Coffee intake has been inversely associated with asthma in adults. We examined the relation between urinary levels of caffeine or caffeine metabolites and asthma, lung function, and fractional exhaled nitric oxide (FeNO) in adults.
Cross-sectional study of 2,832 adults aged 18-79 years in the US National Health and Nutrition Examination Survey (NHANES). Multivariable logistic or linear regression was used for the analysis of urinary levels of caffeine or each of its three major metabolites (paraxanthine, theobromine, and theophylline) and current asthma, lung function, and FeNO.
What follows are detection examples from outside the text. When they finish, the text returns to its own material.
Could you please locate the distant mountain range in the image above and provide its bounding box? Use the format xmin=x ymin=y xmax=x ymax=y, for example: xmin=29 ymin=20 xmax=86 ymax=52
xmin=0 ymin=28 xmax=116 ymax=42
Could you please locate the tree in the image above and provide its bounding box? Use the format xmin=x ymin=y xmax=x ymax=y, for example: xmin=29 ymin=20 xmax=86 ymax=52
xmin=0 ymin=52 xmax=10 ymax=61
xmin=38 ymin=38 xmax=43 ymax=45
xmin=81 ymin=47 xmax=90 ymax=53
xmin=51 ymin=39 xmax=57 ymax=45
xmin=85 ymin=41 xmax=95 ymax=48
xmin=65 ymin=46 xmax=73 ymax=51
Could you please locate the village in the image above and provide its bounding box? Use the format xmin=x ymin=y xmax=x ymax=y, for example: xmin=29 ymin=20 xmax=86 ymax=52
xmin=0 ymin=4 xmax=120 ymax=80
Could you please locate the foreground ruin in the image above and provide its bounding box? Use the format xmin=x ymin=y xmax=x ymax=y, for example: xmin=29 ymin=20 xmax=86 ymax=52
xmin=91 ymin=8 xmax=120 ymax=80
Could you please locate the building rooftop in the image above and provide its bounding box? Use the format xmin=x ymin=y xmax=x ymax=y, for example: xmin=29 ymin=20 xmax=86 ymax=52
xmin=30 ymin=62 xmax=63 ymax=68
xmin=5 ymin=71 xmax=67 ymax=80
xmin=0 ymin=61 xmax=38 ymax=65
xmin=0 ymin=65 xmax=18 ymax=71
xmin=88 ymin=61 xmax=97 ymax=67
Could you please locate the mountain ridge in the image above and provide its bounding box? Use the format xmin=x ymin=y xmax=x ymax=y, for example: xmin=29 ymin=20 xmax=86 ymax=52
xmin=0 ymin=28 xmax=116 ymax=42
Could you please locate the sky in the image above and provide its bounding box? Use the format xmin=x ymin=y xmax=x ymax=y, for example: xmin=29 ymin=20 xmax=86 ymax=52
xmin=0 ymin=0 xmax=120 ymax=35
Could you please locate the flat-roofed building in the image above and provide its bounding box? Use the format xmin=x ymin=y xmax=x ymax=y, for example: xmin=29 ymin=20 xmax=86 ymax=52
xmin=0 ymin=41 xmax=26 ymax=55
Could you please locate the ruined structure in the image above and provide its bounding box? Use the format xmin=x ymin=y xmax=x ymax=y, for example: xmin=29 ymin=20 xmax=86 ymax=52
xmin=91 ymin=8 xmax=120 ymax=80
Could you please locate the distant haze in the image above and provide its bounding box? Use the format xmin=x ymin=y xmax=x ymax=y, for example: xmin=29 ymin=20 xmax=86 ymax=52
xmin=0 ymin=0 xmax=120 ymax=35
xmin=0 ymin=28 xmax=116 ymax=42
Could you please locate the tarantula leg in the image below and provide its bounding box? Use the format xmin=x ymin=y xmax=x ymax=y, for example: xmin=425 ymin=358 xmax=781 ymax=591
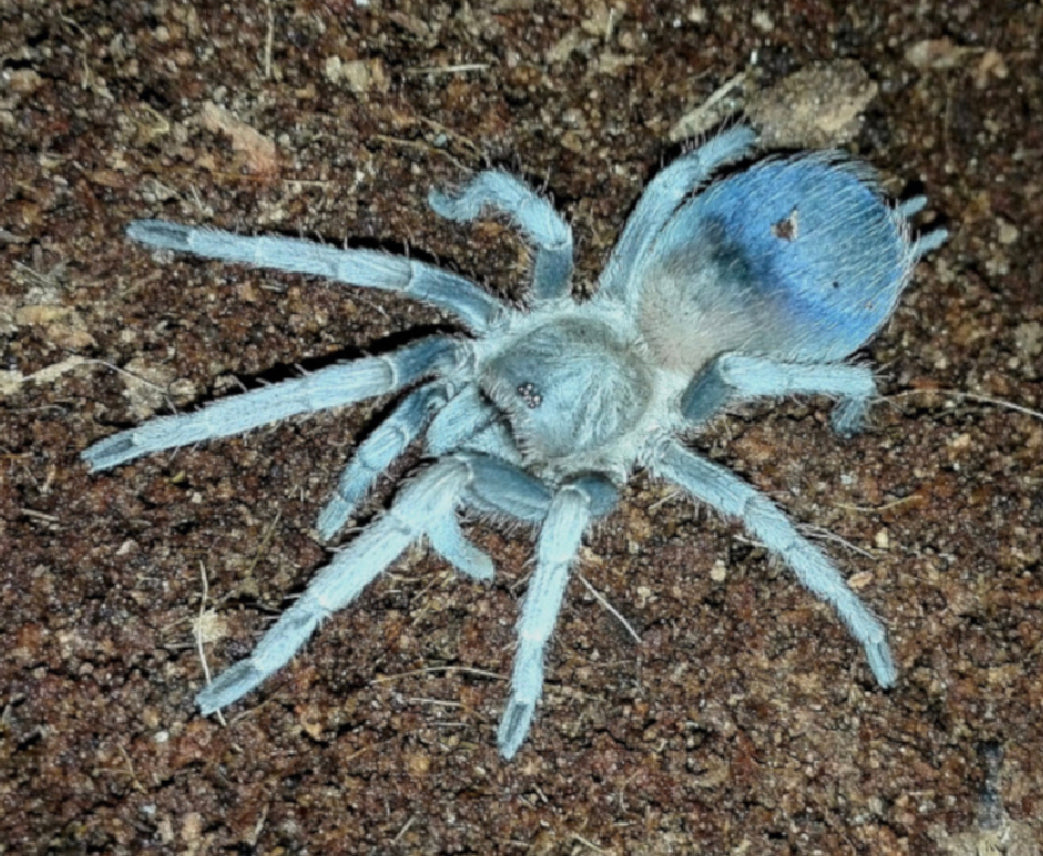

Subjects with urinary paraxanthine levels in the fourth quartile (Q4) had 53% lower odds of current asthma than those whose urinary paraxanthine levels were in the first quartile (Q1; 95% confidence =0.22 to 1.00). Among never and former smokers, subjects with urinary theophylline levels above Q1 had 41% lower odds of current asthma than those whose urinary theophylline level was in Q1 (95% CI =0.38 to 0.91). Among subjects without current asthma, each log10-unit increment in paraxanthine level was associated with a 0.83% increment in percent predicted (%pred) FEV1 and a 1.27% increment in %pred FVC, while each log10-unit in theophylline was associated with a 1.24% increment in %pred FVC. Neither urinary caffeine nor any urinary caffeine metabolite was associated with bronchodilator response or FeNO.
Our findings suggest that two caffeine metabolites (theophylline and paraxanthine) may contribute to the previously reported inverse association between coffee intake and asthma in adults.